The Most Lamentable Tragedy,Titus Andronicus, Merge
An image comes to mind from the sound of Patrick Stickles’ slurring, ranting, barking voice throughout The Most Lamentable Tragedy, the new 29-track, five-act, double-disc, energizing and exhausting punk opera by Titus Andronicus. It’s someone bailing out a boat with a hole in it, adrenalized, alarmed, but in tune with the rhythm of the work and the line between floating and sinking. He’s having an emergency, and emergency is his native state. This is the band’s second concept record, after The Monitor, from 2010, which used the Civil War in various metaphorical ways. As Stickles has explained through interviews, and annotations of his own songs at genius.com, Lamentable is a doppelganger story — or maybe a spirit-possession story — as a metaphor for manic depression. An alien force takes over the central character: “He don’t act like me, but we look alike,” he sings toward the end of Act 1.
The song cycle is also a metaphor for the tidal nature of depression, and its five acts move through stages of hope and despair. (Stickles loves clever, attention-rewarding details and devices: The album refers back to some of the band’s older songs even as it builds its own narrative circle.) Its hero opens his eyes in the beginning, remarking, “I hate to be awake.” In the middle he thinks about sex and family and religion, drugs and love and doctors and the government. Toward the end he returns to bed, asking, “You’re at peace when you sleep/why not an endless dream?”

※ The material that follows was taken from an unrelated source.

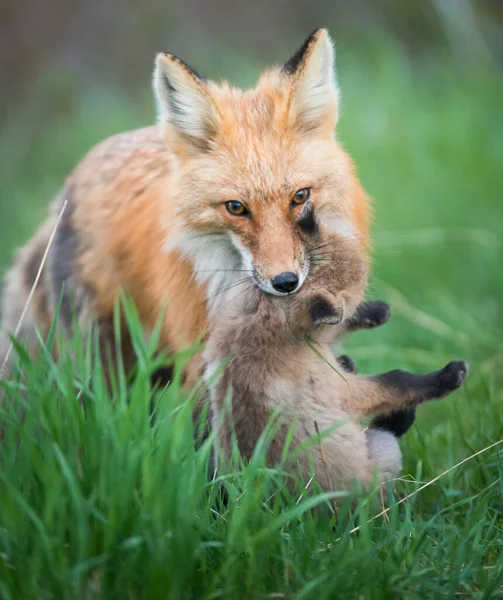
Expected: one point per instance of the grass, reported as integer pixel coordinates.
(101, 500)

When the band’s not playing tight punk with clean lines, or semi-Irish singalongs, it evokes mainstream, working-class radio rock from the ‘70s, Bruce Springsteen being the major example. It’s a strategy as counterintuitive as the basic idea of the punk opera: exterior music for interior words, spirited sounds for spiritless feelings. This is an album in which one song (Lonely Boy) uses a common, upbeat, chugging rock riff in the service of lyrics describing a state of mind so bleak that going outside becomes impossible. String arrangements ennoble and expand the emotions in some songs; they can also make the music stodgier and bring on listener fatigue.
Depending on which act you’re in, the central character grows lofty or stays close to the ground, at animal level. Some of the best songs are about the most instinctive behavior: “(S)he Said/(S)he Said” begins with the line “I need to eat something today,” before moving on to other specific and increasingly desperate needs. Dimed Out deals with cravings on a grand scale and the euphoria that can result from them. The title refers to turning amplifier levels to 10; the lyrics boast that “when my chalice is full/I am invincible.” The high, both in the storyline and in the course of the album, is temporary. But it’s one of several vertiginous peaks on a pretty vertiginous record.

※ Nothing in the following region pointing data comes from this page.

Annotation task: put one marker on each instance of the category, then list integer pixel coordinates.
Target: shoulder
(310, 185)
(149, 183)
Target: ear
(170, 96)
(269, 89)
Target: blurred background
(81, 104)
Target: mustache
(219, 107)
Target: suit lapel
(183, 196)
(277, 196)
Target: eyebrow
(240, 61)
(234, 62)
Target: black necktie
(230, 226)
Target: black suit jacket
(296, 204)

— BEN RATLIFF, NY TIMES NEWS SERVICE
At Least for Now, Benjamin Clementine, Behind/Capitol
Benjamin Clementine sings the chorus of London — one of the better songs on his debut album, At Least for Now — as if struck by a painful flash of insight. “London, London, London is caaaaalling you,” he urges, opening the throttle on his voice. “What are you waiting for, what are you searching for?” He goes on this way awhile, then lands on a quieter note of a resolve: “I won’t underestimate who I am capable of becoming.”
Clementine, a Parisian bohemian of London origin, is dead serious about that vow. At Least for Now is his declaration of selfhood, an album very much about the act of becoming, with a tightrope balance of dramatic artifice and diaristic detail. “I’m sending my condolences to insecurities,” Clementine sings on Condolence, a bittersweet anthem in which he also reflects on his own birth, declaring: “So when I become someone one day/I will always remember that I came from nothing.”

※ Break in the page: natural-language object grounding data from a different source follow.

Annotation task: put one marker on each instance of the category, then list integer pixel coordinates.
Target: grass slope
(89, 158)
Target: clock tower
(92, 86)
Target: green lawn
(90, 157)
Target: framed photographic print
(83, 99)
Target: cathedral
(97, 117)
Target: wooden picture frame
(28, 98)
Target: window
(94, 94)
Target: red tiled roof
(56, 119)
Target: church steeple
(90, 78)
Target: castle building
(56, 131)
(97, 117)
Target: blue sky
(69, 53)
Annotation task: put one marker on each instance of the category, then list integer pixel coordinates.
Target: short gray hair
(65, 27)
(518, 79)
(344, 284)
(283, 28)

A singer-songwriter and pianist with a knack for expressionist outpouring, Clementine, 26, has a striking backstory — as a self-taught musician and poet, a busker on the Paris metro, a rambler on the streets. The acclaim that has greeted him in Europe, where At Least for Now was released this spring, surely has something to do with his persona. There’s no way it couldn’t, given how deftly his songs build on it, even as the arrangements involve a chamber string section, and his narrative voice toggles between first, second and third person.
As for Clementine’s actual voice, it’s a strange and frequently stunning instrument, a bladelike tenor that can swoop into either a clarion cry or a guttural scowl. The inevitable comparison, notably on a song like Adios, is to Nina Simone — to her demonstrative clarity of phrase, and the flickering incandescence of her timbre. There are other clear influences, some of whom Clementine acknowledges in album notes: Antony Hegarty, Leonard Cohen. Satie, Puccini, Pavarotti. The poet William Blake.
Despite this rich awareness of artistic precedent, Clementine holds fast in his songs to an experience of alienation that’s exceptional, unique unto himself. However callow his thinking, it does make for good material. In Cornerstone, another standout track on the album, he sings of being “alone in a box of my own,” and learning to savor such conditions: “It’s my home.”